Using a meat mallet, pound the chicken to an even 1/4 inch thickness. This ensures even cooking and a crisp exterior.
Set Up the Breading Station:
In the first bowl, combine all dry rub ingredients (flour, salt, black pepper, onion powder, smoked paprika, and garlic powder).
In the second bowl, whisk together eggs and chopped parsley to create the wet rub.
In the third bowl, place the Italian panko breadcrumbs for the final coating.
Coat the Chicken:
Dredge each piece of pounded chicken in the dry rub, shaking off excess flour.

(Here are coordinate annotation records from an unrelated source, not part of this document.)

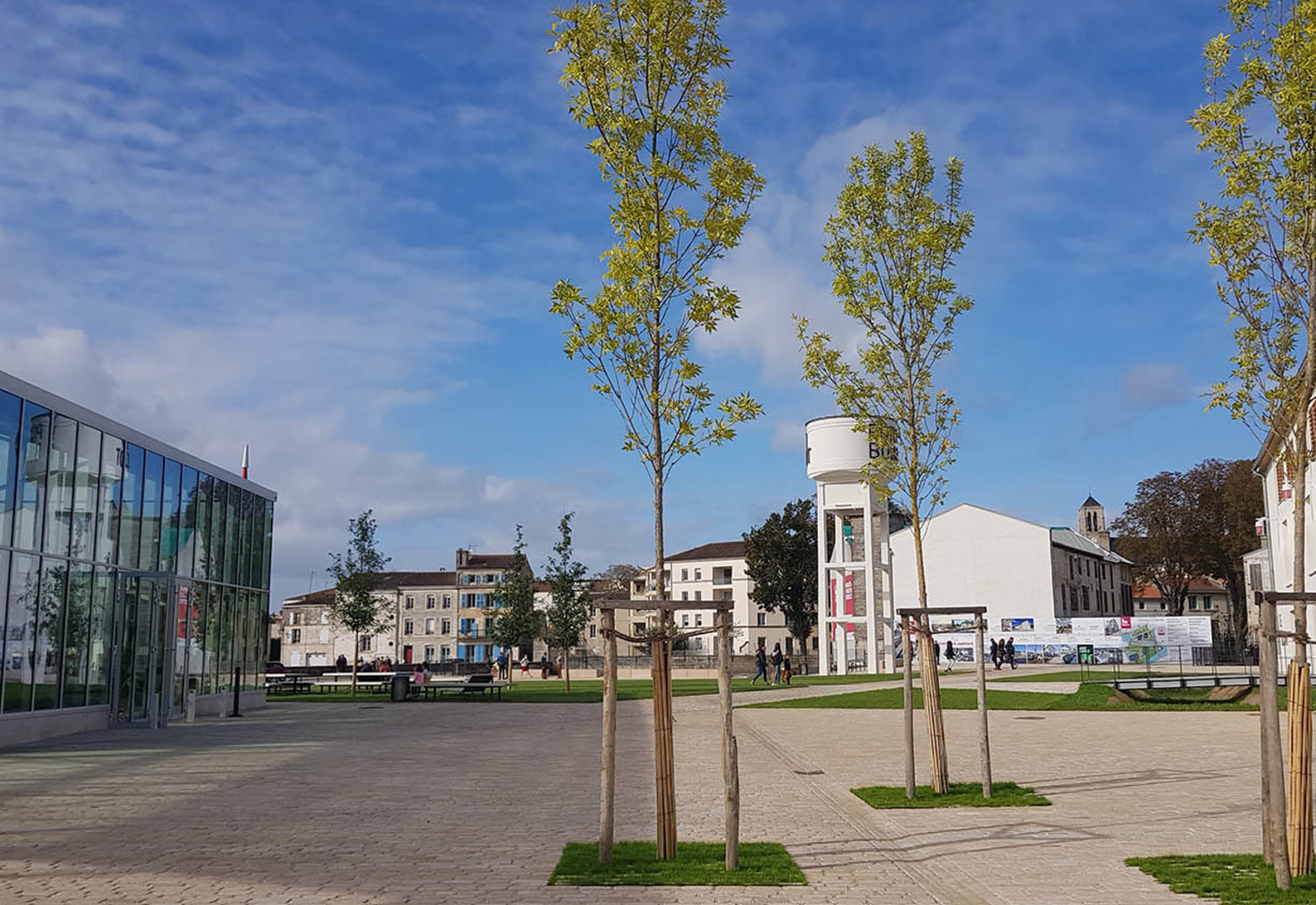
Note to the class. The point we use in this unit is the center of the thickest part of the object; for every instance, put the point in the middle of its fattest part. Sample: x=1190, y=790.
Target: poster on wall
x=1110, y=639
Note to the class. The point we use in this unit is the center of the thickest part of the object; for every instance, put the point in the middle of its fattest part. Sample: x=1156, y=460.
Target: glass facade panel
x=11, y=410
x=187, y=523
x=18, y=642
x=102, y=643
x=86, y=470
x=170, y=515
x=32, y=476
x=218, y=507
x=47, y=665
x=60, y=485
x=232, y=536
x=111, y=481
x=153, y=493
x=76, y=636
x=131, y=509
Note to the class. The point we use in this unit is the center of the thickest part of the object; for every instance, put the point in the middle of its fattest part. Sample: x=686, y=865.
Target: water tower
x=853, y=599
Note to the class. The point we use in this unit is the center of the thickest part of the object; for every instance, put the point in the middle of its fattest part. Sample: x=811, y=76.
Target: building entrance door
x=153, y=628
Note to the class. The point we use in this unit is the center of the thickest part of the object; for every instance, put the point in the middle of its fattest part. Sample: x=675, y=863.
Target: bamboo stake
x=983, y=746
x=731, y=768
x=1271, y=754
x=907, y=655
x=608, y=772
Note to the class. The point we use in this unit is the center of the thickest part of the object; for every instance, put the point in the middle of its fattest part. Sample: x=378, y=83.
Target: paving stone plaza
x=471, y=801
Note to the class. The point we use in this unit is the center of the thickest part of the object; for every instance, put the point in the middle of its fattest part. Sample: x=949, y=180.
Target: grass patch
x=1232, y=879
x=695, y=865
x=958, y=794
x=1089, y=697
x=587, y=691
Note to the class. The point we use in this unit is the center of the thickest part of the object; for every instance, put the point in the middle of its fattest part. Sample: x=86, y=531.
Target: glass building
x=131, y=573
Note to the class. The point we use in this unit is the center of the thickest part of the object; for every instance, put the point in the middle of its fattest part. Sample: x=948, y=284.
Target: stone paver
x=471, y=802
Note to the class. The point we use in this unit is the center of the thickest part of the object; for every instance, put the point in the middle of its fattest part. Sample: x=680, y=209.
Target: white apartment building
x=718, y=572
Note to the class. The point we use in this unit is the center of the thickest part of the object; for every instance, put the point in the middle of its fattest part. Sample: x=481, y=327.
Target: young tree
x=782, y=557
x=355, y=576
x=1161, y=534
x=569, y=610
x=642, y=82
x=1228, y=501
x=513, y=621
x=891, y=247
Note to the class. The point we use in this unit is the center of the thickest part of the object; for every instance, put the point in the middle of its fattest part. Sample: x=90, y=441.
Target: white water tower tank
x=834, y=452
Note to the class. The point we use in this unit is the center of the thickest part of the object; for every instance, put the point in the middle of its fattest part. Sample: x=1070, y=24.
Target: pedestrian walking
x=760, y=665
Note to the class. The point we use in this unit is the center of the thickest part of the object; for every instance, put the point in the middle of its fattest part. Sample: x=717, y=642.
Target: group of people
x=1003, y=651
x=779, y=662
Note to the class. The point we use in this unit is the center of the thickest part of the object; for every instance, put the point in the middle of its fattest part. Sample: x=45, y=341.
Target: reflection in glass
x=218, y=499
x=153, y=478
x=32, y=476
x=111, y=499
x=18, y=642
x=86, y=470
x=187, y=523
x=60, y=484
x=102, y=621
x=11, y=410
x=170, y=517
x=47, y=654
x=131, y=512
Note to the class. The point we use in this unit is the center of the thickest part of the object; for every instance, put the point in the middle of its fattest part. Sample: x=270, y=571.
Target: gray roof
x=1074, y=541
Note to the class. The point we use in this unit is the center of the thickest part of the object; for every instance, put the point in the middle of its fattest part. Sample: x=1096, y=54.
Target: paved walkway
x=471, y=802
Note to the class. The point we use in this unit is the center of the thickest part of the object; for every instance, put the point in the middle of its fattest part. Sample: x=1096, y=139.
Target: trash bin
x=402, y=688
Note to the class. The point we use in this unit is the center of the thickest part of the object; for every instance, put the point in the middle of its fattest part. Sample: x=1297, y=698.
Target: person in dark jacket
x=760, y=665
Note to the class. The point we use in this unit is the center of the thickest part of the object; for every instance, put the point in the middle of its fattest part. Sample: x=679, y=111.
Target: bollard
x=237, y=689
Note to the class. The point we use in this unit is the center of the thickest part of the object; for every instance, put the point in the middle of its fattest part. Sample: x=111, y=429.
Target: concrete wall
x=978, y=557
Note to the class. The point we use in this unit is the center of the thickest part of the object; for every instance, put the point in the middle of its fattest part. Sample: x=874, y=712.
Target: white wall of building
x=974, y=557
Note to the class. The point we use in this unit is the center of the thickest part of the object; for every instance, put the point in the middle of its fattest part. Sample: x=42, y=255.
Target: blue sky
x=331, y=229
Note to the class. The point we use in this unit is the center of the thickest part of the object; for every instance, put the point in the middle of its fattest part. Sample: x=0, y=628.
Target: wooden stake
x=907, y=655
x=731, y=768
x=608, y=772
x=1271, y=755
x=983, y=746
x=665, y=786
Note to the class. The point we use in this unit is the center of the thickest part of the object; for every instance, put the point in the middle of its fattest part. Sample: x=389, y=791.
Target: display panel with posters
x=1112, y=639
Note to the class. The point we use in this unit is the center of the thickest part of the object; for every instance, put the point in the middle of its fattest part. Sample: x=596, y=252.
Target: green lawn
x=1089, y=697
x=697, y=865
x=1232, y=879
x=590, y=691
x=958, y=794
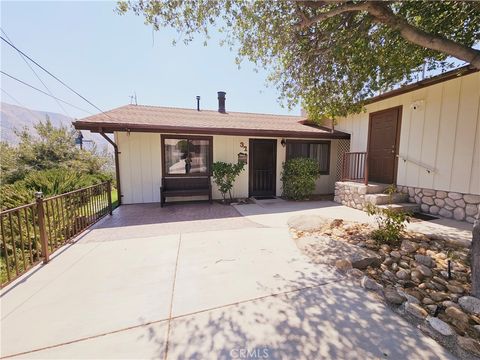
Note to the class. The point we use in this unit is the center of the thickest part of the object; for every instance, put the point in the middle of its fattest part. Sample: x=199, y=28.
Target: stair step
x=407, y=207
x=382, y=199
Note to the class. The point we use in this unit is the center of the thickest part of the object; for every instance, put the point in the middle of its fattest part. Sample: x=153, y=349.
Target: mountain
x=16, y=117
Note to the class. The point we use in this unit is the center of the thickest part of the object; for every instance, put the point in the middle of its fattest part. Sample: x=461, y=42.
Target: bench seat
x=185, y=186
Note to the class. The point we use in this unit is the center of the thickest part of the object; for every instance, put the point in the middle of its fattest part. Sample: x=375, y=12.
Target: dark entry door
x=262, y=169
x=383, y=139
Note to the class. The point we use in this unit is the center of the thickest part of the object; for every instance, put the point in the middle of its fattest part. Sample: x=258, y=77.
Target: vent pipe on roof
x=221, y=101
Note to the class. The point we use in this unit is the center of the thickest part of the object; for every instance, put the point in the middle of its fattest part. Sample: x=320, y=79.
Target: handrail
x=429, y=169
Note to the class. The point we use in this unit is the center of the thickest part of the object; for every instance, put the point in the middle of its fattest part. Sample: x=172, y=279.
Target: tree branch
x=383, y=14
x=347, y=7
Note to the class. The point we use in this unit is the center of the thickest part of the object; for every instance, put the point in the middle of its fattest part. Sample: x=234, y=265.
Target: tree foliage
x=47, y=161
x=332, y=55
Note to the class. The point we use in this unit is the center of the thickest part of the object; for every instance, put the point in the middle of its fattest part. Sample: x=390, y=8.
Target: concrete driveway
x=198, y=281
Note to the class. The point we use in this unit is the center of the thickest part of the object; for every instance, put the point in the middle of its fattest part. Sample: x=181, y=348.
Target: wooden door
x=383, y=143
x=262, y=167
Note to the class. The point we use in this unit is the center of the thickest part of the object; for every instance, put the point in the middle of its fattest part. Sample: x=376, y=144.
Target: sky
x=107, y=58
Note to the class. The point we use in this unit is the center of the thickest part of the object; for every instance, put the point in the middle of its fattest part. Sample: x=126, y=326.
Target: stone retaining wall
x=350, y=194
x=454, y=205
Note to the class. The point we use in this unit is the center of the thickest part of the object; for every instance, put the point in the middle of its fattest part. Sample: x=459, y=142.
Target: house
x=162, y=143
x=424, y=138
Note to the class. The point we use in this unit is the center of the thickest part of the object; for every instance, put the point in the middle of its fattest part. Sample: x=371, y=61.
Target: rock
x=370, y=284
x=416, y=276
x=415, y=310
x=355, y=272
x=455, y=289
x=440, y=326
x=403, y=274
x=393, y=297
x=471, y=210
x=396, y=254
x=459, y=214
x=454, y=195
x=471, y=199
x=445, y=213
x=470, y=345
x=456, y=315
x=365, y=258
x=470, y=304
x=409, y=246
x=428, y=301
x=425, y=260
x=438, y=296
x=343, y=265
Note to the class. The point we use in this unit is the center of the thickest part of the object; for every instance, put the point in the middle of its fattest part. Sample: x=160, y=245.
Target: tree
x=331, y=54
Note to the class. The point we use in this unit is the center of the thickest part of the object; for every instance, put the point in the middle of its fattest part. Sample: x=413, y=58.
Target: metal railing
x=355, y=167
x=32, y=232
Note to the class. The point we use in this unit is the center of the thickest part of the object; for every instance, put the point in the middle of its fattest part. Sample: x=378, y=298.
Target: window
x=317, y=150
x=186, y=155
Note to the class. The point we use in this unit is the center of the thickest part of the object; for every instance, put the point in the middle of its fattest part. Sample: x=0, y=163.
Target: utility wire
x=38, y=77
x=20, y=104
x=56, y=78
x=43, y=92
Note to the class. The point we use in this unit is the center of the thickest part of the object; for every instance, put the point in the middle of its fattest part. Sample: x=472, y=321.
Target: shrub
x=298, y=177
x=224, y=175
x=391, y=224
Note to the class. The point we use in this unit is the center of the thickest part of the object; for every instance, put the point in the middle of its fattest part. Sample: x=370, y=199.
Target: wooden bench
x=185, y=186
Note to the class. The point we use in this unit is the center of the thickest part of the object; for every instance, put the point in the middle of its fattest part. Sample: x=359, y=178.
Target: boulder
x=470, y=304
x=415, y=310
x=440, y=326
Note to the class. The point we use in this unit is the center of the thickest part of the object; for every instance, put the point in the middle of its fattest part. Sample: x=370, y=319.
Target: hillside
x=17, y=117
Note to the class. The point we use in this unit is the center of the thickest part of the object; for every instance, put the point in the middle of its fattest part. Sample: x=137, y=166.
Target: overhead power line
x=38, y=77
x=55, y=77
x=43, y=92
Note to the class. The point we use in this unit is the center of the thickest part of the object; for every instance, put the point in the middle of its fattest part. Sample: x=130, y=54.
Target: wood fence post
x=41, y=226
x=475, y=259
x=109, y=195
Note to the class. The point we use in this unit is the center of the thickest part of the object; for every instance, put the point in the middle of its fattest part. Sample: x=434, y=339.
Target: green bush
x=391, y=224
x=298, y=177
x=224, y=175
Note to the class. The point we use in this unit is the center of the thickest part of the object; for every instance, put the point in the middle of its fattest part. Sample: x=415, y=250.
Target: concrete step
x=382, y=199
x=407, y=207
x=375, y=188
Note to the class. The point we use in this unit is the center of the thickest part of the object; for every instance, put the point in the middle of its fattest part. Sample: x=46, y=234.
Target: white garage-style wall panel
x=140, y=166
x=442, y=133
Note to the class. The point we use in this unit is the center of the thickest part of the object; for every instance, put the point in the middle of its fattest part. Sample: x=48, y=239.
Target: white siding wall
x=140, y=166
x=444, y=134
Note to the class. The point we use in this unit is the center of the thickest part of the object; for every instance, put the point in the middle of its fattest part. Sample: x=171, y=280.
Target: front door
x=383, y=141
x=262, y=167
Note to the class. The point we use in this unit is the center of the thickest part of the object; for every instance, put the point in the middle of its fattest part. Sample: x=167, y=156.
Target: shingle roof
x=178, y=120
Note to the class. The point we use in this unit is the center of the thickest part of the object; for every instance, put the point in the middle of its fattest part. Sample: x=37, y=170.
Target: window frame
x=187, y=137
x=309, y=142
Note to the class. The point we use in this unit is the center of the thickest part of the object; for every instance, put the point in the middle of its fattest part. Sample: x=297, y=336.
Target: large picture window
x=186, y=155
x=316, y=150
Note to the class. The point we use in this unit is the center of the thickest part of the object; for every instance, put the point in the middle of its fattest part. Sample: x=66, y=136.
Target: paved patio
x=200, y=281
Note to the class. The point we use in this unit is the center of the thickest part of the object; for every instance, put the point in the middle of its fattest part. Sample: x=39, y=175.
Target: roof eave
x=111, y=127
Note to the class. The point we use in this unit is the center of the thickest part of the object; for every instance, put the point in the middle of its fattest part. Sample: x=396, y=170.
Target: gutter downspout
x=117, y=168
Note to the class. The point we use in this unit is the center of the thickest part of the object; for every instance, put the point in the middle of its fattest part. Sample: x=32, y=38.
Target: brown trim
x=250, y=164
x=313, y=142
x=450, y=75
x=397, y=138
x=130, y=127
x=117, y=166
x=186, y=137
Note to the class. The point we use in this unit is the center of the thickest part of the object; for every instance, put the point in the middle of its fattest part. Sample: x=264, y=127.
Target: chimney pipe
x=221, y=101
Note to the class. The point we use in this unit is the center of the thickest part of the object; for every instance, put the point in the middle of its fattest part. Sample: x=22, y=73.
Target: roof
x=446, y=76
x=190, y=121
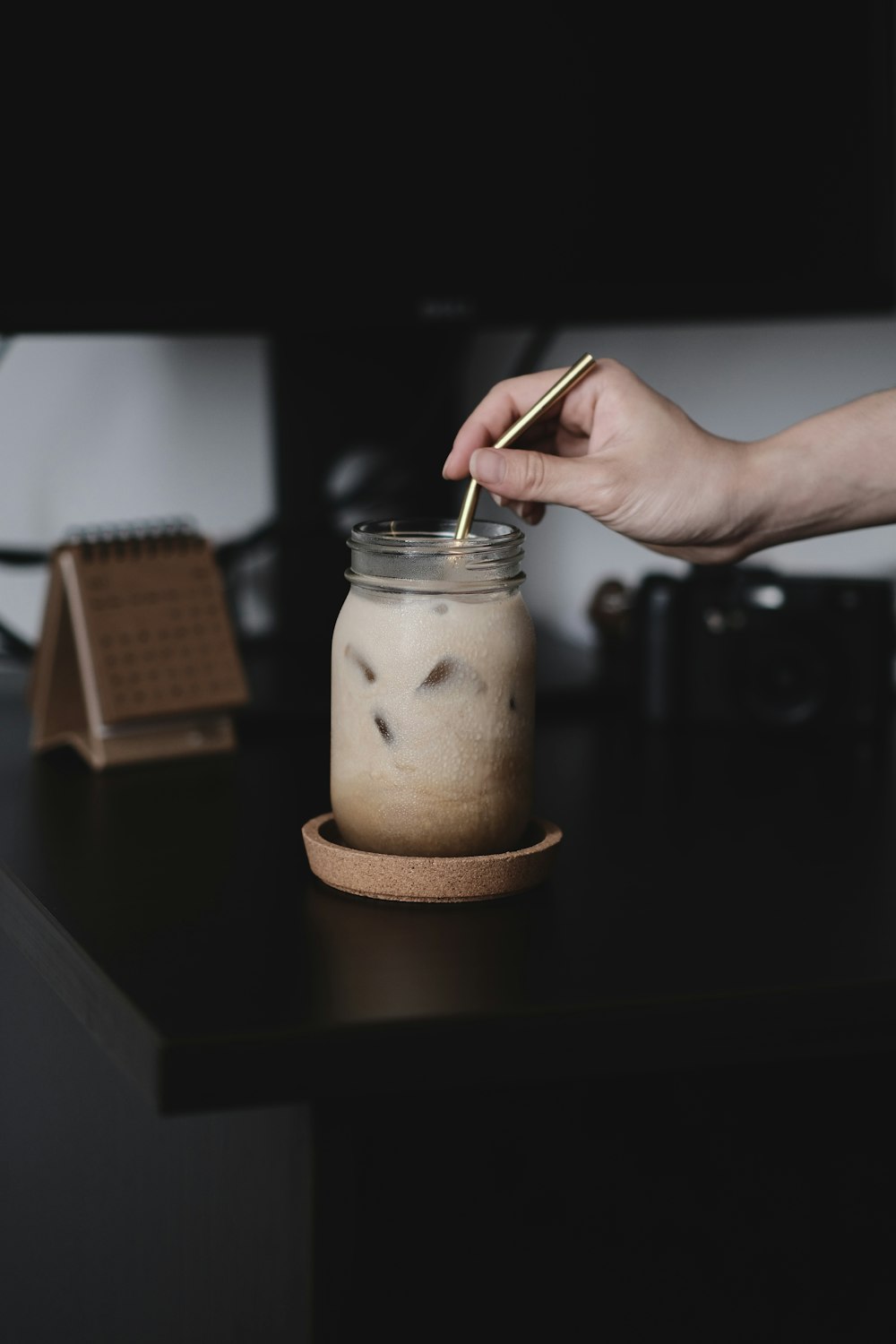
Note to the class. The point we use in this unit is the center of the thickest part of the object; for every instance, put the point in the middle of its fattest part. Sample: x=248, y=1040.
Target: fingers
x=525, y=478
x=498, y=409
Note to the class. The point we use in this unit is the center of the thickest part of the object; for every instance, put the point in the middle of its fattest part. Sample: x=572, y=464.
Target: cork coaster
x=389, y=876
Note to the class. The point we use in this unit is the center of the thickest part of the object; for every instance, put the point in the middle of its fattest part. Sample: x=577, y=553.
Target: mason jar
x=433, y=691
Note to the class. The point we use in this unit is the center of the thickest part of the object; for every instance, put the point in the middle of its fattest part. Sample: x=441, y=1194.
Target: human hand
x=614, y=449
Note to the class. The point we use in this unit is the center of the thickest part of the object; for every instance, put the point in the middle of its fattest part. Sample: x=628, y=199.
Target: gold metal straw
x=544, y=403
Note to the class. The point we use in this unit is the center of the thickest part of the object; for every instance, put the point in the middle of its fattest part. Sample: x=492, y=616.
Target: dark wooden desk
x=657, y=1086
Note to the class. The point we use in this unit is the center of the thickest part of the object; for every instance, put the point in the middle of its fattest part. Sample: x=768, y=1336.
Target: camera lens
x=788, y=680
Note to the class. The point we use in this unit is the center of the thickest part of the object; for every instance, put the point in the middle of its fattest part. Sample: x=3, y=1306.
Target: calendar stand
x=137, y=658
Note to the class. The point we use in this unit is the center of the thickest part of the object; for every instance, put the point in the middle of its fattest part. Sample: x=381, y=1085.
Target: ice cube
x=354, y=656
x=386, y=733
x=452, y=674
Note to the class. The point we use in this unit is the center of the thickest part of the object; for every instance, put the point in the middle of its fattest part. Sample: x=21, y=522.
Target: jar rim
x=432, y=534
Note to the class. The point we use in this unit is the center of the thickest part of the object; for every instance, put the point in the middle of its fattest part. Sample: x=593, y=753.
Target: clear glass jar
x=433, y=691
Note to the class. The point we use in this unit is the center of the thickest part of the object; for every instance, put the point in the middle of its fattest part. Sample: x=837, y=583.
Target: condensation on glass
x=433, y=691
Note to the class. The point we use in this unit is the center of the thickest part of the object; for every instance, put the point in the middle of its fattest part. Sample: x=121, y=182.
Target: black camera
x=751, y=647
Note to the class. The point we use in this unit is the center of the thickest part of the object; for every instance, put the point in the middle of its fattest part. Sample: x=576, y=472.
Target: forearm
x=831, y=473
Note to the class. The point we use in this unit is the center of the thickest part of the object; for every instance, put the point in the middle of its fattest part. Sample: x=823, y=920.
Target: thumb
x=520, y=475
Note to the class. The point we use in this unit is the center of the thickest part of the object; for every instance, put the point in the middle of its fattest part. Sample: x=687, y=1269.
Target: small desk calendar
x=137, y=658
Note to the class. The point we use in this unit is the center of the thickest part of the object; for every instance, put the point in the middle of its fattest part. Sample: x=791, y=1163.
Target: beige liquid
x=433, y=704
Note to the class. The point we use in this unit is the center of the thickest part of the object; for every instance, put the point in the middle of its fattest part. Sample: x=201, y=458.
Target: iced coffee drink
x=433, y=693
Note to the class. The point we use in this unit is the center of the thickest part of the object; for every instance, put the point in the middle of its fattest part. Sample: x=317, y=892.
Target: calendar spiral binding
x=125, y=540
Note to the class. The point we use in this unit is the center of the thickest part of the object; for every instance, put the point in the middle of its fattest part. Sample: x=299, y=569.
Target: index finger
x=505, y=403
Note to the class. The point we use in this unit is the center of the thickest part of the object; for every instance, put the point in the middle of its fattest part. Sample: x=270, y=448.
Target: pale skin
x=635, y=462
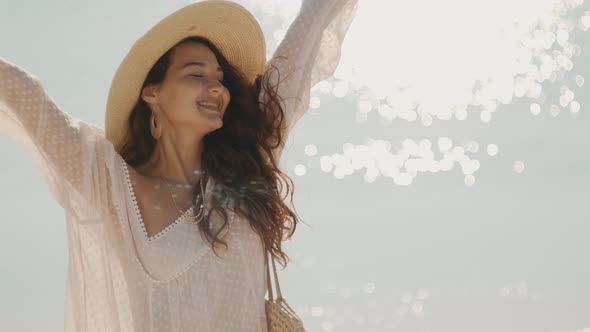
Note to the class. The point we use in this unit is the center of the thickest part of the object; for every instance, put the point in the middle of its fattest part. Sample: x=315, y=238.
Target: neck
x=175, y=161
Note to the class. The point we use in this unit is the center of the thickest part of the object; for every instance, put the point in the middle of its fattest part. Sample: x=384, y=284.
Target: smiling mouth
x=209, y=108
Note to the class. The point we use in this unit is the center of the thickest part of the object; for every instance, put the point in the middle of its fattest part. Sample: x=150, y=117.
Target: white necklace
x=203, y=211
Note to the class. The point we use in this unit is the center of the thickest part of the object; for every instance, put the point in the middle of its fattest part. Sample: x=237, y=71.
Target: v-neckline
x=139, y=216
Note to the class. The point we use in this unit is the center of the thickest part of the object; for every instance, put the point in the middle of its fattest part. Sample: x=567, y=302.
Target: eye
x=222, y=81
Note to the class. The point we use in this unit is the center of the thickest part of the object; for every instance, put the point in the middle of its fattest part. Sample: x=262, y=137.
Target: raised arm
x=309, y=53
x=71, y=154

Dip the floured chicken into the wet rub, ensuring full coverage.
Press the chicken firmly into the panko breadcrumbs, ensuring an even, thick coating.
Fry the Schnitzel:
In a large skillet, heat vegetable oil and butter over medium heat.
Once the oil is hot, fry each schnitzel for 2-3 minutes per side, or until golden brown and crispy.
Transfer to a wire rack to drain excess oil and maintain crispiness.
Make the Salad Topping:
In a bowl, toss arugula, cherry tomatoes, and Parmesan cheese together.
Drizzle with olive oil and fresh lemon juice for a light, zesty finish.
Serve and Enjoy!
Place the crispy schnitzel on a serving plate.
Top with the fresh arugula salad.
Serve immediately with extra lemon wedges on the side.